Equity  

Henderson's Bennett sees end of 'EPS jockey' analysts

Henderson's Bennett sees end of 'EPS jockey' analysts

Henderson's John Bennett is hopeful that Mifid II regulations forcing fund managers to unbundle research costs will prompt an overhaul of how analysts assess companies' merits.

The European equity manager bemoaned a chain of events that he said had led to equity analysts becoming “quarterly earnings per share (EPS) jockeys” focused on predicting profit figures rather than providing insight on stocks.

“It is utter insanity we have quarterly reporting and we ask our companies to quarterly report,” he said.

“I feel for the sell-side as they have been transformed into these quarterly EPS jockeys, manically listening to the same conference calls as us for any nuance. It’s crazy and I don’t know how we get away from it.”

However, Mr Bennett said incoming rules – which will see fund managers separate payments to brokers for equity and bond research from the share trading fees they incur – may help transform analysts' work.

As it stands, investment research is rarely given a nominal value, meaning a huge over production and inefficient market has developed. If fund managers account more accurately and only pay for valued research, this dynamic could change leading to analysts providing more substantial products.

Analysts' short-term focus had produced “pond life hedgies” and algorithms trying to outsmart markets that create sharp and short fluctuations, according to the manager. He suggested the Mifid II rules could help end this.

“Will [Mifid II] really change their behaviour? I hope so but it seems so entrenched. But It has to change.”

A potential short-term focus from his investors is also weighing on the manager’s mind.
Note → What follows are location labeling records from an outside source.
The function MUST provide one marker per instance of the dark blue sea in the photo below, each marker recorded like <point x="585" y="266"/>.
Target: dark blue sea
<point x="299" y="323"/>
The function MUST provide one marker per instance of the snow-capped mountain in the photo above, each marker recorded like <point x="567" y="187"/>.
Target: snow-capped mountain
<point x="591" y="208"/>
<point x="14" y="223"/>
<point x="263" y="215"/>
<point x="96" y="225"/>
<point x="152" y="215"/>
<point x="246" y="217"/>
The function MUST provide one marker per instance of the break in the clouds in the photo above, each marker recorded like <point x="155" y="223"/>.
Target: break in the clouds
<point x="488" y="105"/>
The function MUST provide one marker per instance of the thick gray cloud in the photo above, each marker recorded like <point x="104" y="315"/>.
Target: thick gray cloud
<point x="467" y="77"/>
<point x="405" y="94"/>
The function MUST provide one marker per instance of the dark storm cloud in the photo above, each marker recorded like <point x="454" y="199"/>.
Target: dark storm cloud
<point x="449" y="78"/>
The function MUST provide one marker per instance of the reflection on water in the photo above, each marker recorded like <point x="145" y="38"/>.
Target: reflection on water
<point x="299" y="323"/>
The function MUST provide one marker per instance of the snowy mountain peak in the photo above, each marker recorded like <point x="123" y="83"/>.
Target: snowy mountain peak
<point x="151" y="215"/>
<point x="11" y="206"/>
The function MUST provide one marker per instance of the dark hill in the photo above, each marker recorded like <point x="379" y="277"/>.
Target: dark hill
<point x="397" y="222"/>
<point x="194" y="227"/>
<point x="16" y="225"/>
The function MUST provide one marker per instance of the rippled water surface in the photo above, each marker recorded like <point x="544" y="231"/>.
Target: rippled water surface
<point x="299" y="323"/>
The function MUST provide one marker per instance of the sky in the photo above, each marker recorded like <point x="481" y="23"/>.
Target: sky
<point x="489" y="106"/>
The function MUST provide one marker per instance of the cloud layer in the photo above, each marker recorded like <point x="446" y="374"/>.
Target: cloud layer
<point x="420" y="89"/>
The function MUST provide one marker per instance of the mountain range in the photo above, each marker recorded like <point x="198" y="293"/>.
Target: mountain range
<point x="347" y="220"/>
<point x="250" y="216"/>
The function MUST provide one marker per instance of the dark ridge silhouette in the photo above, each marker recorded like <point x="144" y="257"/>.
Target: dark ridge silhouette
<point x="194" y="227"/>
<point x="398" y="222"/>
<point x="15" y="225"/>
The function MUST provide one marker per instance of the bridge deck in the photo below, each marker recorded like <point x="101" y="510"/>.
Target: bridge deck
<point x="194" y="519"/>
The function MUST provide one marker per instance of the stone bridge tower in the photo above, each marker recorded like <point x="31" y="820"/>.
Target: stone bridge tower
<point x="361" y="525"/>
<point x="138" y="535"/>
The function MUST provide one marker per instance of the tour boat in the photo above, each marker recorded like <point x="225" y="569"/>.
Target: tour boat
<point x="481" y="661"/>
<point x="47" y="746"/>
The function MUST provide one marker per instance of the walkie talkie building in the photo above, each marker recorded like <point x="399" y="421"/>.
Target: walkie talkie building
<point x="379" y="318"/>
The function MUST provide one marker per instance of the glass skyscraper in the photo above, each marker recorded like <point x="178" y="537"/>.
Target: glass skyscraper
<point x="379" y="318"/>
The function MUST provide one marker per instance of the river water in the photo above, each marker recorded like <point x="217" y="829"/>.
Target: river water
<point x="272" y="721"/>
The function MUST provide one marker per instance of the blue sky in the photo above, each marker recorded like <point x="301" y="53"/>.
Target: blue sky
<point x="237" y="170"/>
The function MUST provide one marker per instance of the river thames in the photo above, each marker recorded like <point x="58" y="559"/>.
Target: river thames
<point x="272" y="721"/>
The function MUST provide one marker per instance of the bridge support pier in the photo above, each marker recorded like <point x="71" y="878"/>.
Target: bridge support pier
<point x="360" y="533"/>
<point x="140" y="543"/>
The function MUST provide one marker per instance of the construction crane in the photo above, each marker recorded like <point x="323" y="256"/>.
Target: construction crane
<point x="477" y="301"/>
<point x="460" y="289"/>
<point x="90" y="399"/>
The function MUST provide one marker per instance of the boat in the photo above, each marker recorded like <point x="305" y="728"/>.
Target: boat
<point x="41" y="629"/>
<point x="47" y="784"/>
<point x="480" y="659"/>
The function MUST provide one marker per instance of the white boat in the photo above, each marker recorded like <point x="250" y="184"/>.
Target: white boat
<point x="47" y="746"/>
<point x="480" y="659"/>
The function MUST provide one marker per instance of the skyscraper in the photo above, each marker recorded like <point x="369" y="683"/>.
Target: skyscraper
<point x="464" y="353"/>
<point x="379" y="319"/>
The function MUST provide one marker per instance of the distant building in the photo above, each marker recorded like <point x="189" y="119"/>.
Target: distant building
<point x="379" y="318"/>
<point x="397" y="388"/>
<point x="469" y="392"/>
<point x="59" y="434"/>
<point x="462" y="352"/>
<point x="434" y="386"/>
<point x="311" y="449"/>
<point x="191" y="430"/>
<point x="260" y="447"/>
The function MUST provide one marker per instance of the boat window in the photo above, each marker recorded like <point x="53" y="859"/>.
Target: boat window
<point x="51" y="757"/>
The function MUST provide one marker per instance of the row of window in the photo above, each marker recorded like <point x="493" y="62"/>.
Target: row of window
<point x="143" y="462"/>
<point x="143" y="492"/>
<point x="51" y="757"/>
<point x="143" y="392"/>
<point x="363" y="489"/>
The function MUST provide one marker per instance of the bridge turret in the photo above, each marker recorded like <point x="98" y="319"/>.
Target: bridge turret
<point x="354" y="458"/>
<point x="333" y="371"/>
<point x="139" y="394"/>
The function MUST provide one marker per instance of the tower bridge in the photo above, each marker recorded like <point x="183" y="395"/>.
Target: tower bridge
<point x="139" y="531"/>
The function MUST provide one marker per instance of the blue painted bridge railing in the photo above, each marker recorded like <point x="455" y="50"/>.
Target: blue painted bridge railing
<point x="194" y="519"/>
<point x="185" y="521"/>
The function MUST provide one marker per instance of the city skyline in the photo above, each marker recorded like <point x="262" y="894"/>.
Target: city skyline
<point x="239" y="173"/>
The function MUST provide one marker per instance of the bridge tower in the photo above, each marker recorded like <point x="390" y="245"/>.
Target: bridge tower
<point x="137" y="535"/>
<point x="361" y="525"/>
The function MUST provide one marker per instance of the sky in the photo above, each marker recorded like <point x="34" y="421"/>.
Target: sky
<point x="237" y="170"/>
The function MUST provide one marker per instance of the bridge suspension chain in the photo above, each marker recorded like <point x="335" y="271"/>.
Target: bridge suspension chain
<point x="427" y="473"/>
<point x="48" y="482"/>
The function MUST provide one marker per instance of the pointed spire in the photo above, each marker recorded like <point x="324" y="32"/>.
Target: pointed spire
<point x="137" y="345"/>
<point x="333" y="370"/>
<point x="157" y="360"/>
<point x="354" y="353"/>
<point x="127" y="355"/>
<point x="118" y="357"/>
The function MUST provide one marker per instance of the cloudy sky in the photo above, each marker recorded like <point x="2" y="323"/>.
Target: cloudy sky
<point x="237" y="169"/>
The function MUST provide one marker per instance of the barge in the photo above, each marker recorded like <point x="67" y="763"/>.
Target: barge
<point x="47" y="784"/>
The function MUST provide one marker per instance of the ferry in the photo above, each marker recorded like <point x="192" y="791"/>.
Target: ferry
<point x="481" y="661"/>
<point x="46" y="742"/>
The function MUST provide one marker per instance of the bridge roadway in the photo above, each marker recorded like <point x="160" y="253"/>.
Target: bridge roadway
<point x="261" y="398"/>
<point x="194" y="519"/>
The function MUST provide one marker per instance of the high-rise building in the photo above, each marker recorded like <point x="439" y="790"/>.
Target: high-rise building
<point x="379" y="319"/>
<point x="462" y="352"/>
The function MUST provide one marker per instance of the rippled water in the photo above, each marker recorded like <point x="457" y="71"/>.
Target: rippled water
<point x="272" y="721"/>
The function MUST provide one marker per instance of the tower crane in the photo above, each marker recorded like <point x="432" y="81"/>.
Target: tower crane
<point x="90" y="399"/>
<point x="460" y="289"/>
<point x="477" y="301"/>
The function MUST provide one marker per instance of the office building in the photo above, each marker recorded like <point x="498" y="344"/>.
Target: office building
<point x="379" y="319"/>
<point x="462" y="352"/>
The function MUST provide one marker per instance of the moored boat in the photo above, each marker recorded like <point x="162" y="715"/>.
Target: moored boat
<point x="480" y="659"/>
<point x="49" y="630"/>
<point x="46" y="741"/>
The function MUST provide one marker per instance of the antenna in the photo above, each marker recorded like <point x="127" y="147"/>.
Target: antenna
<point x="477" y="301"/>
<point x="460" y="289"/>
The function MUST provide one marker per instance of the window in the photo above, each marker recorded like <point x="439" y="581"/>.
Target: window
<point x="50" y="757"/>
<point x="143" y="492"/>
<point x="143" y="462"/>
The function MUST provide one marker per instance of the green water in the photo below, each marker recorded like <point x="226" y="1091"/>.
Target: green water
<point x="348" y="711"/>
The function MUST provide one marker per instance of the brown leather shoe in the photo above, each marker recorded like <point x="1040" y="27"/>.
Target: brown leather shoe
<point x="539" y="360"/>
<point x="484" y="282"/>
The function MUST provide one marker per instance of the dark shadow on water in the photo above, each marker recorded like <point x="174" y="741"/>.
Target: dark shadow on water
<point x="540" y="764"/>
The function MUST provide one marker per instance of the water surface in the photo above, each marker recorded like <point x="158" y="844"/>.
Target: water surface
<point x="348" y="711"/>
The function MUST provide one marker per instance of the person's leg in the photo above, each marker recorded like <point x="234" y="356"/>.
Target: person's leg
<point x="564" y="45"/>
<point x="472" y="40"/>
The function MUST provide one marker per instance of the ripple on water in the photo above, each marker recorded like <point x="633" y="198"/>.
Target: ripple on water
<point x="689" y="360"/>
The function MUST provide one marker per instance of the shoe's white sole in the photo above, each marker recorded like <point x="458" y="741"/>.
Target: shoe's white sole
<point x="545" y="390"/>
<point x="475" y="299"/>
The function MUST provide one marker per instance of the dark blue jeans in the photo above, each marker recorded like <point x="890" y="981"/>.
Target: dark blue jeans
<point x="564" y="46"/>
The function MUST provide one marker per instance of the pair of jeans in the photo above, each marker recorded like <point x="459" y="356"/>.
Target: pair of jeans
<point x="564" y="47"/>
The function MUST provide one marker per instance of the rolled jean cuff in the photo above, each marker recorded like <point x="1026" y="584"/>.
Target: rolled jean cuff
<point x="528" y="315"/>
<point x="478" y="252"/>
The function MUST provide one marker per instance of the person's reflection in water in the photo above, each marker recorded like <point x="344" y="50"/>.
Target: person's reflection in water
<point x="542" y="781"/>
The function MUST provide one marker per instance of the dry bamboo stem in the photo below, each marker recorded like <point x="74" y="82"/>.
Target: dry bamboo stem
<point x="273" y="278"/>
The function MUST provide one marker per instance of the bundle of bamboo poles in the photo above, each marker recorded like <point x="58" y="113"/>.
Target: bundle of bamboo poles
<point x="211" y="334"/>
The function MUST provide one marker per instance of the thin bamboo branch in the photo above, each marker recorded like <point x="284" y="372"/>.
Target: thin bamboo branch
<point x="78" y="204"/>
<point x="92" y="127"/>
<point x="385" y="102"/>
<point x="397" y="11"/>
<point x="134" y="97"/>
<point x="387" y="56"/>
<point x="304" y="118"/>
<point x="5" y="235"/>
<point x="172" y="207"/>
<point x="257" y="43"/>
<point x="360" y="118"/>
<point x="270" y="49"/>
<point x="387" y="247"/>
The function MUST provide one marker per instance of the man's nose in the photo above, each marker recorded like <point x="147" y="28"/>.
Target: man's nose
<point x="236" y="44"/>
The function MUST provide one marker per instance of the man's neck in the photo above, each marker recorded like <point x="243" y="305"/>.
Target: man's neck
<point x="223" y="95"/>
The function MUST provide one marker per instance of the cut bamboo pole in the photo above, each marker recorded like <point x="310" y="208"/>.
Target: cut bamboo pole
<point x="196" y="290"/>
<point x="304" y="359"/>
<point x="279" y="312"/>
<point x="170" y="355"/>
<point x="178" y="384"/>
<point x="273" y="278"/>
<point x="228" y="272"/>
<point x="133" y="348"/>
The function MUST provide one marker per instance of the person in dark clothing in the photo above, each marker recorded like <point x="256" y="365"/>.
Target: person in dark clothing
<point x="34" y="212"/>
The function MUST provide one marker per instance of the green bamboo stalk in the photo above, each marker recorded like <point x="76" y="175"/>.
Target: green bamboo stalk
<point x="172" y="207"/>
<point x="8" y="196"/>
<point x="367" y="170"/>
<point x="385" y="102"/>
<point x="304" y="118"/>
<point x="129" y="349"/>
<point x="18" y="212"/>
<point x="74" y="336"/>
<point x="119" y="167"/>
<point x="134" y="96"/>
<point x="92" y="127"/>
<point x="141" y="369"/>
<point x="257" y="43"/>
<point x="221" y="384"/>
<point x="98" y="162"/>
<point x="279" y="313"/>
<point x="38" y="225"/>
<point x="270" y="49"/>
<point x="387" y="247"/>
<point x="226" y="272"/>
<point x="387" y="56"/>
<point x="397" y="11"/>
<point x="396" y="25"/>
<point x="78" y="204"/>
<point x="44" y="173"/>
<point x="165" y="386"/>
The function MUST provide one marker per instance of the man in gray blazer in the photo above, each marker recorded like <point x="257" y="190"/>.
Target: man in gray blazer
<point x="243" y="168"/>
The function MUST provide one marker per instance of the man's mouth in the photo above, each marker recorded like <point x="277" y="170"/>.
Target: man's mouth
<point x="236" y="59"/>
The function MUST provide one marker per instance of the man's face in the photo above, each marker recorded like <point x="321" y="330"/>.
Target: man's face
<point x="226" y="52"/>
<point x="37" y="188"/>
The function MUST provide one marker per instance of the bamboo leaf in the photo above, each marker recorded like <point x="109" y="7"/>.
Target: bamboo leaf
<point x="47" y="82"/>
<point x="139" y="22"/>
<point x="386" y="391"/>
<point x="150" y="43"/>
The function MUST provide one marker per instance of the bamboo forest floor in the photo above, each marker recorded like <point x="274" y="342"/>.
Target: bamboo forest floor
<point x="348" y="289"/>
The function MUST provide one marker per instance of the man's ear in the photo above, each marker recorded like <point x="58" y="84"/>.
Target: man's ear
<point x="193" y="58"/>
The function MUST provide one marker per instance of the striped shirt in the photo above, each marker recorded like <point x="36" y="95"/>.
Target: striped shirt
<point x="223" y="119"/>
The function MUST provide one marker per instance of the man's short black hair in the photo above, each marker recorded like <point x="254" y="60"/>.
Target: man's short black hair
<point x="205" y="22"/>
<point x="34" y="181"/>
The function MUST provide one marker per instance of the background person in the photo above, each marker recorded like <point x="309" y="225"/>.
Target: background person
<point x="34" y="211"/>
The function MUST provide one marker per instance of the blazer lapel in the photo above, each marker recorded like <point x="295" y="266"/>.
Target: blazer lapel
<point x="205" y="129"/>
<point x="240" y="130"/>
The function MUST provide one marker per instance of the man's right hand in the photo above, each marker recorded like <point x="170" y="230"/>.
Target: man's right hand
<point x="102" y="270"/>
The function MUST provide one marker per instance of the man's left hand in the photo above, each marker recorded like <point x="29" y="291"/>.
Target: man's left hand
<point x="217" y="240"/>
In his £272m European Focus Trust Mr Bennett has backed the market's shift towards value stocks with enthusiasm, but he remains cautious of a turnaround.

He said Europe and Japan would outperform the S&P 500 this year if the shift proved sustainable, but added: “If this fails and bond yields roll over and we go back to negative [yields], if it knocks value and banks on the head, don’t be in this fund.”

He said he would likely tolerate underperforming his benchmark by just 3 and 7 percentage points before abandoning value and returning to growth, suggesting: "You can only be as patient as your client."

The fund now has a 31 per cent allocation to financials, including several Nordic banks, as a result of the recent shift. But Mr Bennett said banks could be “good but not great” businesses, meaning few names had attracted his attention.

“There is no European banking sector, there’s the Nordics and the rest. Bankers like to lose money and they particularly like to lose it in shipping and real estate. The Nordics and the Germans have done that, but the Nordics learnt."

Mr Bennett said he was not too concerned about political risk, but acknowledged he had  cut back exposure to France amid market worries over Marine Le Pen's prominence in the French presidential election polls.